SunLit: Tell us about your next project.
Maizes: My next project is a novel about antisemitism and vigilantism. I started writing it before the rise in antisemitic attacks around the world and right here in Colorado, where an 82-year-old Jewish woman was recently killed in Boulder. Now the novel feels even more important. The project is supported by a grant from the Memorial Foundation for Jewish Culture.
A few more quick items
Currently on your nightstand for recreational reading: Etgar Keret’s “Autocorrect” and “Family Family” by Laurie Frankel. I adore both authors’ work and aspire to write with as much humor and pathos as Laurie Frankel. Etgar Keret’s imagination goes up to 11.
First book you remember really making an impression on you as a kid: I bawled reading “Charlotte’s Web” by E. B. White, but who hasn’t? The Pippi Longstocking books by Astrid Lindgren taught me one person can make a difference by standing up. I admired Pippi then and still do.
Best writing advice you’ve ever received: Karen Shepard taught me that when you’re writing a novel, once you set a plot in motion, certain events will naturally follow, and you can just think about what those events would be to keep the story moving forward. That advice helped me write both of my published novels. Of course, there have to be surprises, too. Things that might not naturally follow.

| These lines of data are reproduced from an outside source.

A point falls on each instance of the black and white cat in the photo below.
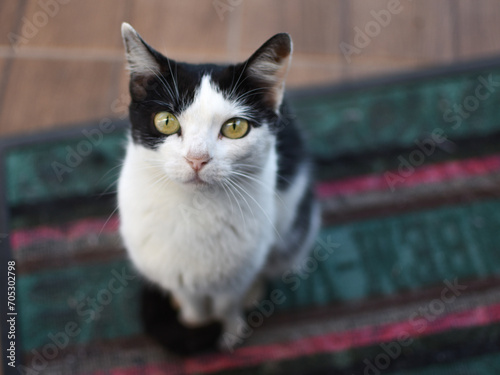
(215, 191)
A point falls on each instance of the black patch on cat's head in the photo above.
(158, 83)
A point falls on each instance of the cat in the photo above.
(215, 193)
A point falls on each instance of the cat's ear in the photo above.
(269, 64)
(142, 59)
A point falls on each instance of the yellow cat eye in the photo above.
(235, 128)
(166, 123)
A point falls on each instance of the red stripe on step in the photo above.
(426, 174)
(338, 341)
(75, 230)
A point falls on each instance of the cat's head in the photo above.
(203, 124)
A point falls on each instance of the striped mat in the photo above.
(404, 277)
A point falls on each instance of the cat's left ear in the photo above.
(269, 65)
(142, 59)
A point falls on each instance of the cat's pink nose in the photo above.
(197, 162)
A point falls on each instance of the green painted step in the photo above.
(393, 254)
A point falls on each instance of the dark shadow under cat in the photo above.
(160, 322)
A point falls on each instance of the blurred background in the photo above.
(61, 61)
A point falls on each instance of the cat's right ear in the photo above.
(142, 59)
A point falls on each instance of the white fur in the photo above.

Favorite fictional literary character: I love Six-Thirty from “Lessons in Chemistry” by Bonnie Garmus. I’ve read many animal characters, and created some, but none as brilliant as Six-Thirty. I also thoroughly enjoyed spending time with Veblen from Elizabeth McKenzie’s “The Portable Veblen” and Harold from Rachel Joyce’s “The Unlikely Pilgrimage of Harold Fry.” I’m a sucker for a well-done quirky character.
My favorite literary characters for children include Pippi Longstocking, who I’ve already mentioned, and Conrad from the children’s book “Conrad’s Castle” by Ben Shecter. The latter book is out of print, which is a terrible shame. I buy used copies when I can find them. I identify with both Pippi and Conrad.

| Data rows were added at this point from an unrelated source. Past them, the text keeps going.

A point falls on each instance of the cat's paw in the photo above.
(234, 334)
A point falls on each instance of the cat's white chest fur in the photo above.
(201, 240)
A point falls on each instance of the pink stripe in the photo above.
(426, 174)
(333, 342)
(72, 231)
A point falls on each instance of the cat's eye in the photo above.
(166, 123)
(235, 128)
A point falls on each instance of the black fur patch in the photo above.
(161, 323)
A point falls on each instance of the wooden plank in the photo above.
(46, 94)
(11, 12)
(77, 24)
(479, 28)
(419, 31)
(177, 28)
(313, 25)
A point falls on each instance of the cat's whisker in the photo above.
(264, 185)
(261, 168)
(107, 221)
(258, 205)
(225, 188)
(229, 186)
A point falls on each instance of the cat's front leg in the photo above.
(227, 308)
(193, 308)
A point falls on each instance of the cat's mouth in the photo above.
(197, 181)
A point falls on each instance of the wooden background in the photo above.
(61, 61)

Literary guilty pleasure (title or genre): Advice columns of any kind, from “Well” or “The Ethicist” in the “New York Times” to “Dear Nina: Conversations about Friendship,” a friendship advice column that became a wonderful podcast.

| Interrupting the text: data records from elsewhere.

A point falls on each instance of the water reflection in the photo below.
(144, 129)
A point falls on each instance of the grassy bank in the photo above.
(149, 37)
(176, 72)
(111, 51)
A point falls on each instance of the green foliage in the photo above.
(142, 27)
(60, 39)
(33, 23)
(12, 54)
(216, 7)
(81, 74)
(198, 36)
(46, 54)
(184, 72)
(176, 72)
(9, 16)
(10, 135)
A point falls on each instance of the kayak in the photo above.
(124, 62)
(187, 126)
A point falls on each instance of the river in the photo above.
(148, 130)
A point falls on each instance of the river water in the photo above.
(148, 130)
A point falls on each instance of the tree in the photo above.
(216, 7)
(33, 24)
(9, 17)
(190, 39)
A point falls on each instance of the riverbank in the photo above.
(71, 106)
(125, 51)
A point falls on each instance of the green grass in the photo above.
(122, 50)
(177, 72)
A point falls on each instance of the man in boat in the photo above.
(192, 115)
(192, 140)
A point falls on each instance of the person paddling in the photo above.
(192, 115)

Digital, print or audio – favorite medium to consume literature: Digital because I can adjust the print size, which is important for an alter kaker like me, and because it means I always have a book with me.
One book you’ve read multiple times: I don’t reread many books. The element of surprise is so important to me in a book. In every book. Not just mysteries and thrillers. In literary and commercial fiction, too. When I reread, I miss it. Our time on this earth is so limited, and the books I want to read are so numerous, I can’t always justify to myself rereading a book.
Other than writing utensils, one thing you must have within reach when you write: Although not a “thing,” I like to have an animal or two nearby. I keep a plastic maneki-neko, beckoning cat, next to me, in case a live animal is not available. And coffee, of course.
Best antidote for writer’s block: Work in a different room or go for a walk.
Most valuable beta reader: I prefer to use a developmental editor. She’s less kind, more rigorous, and more detailed in her feedback, which she can be because she’s charging to read it.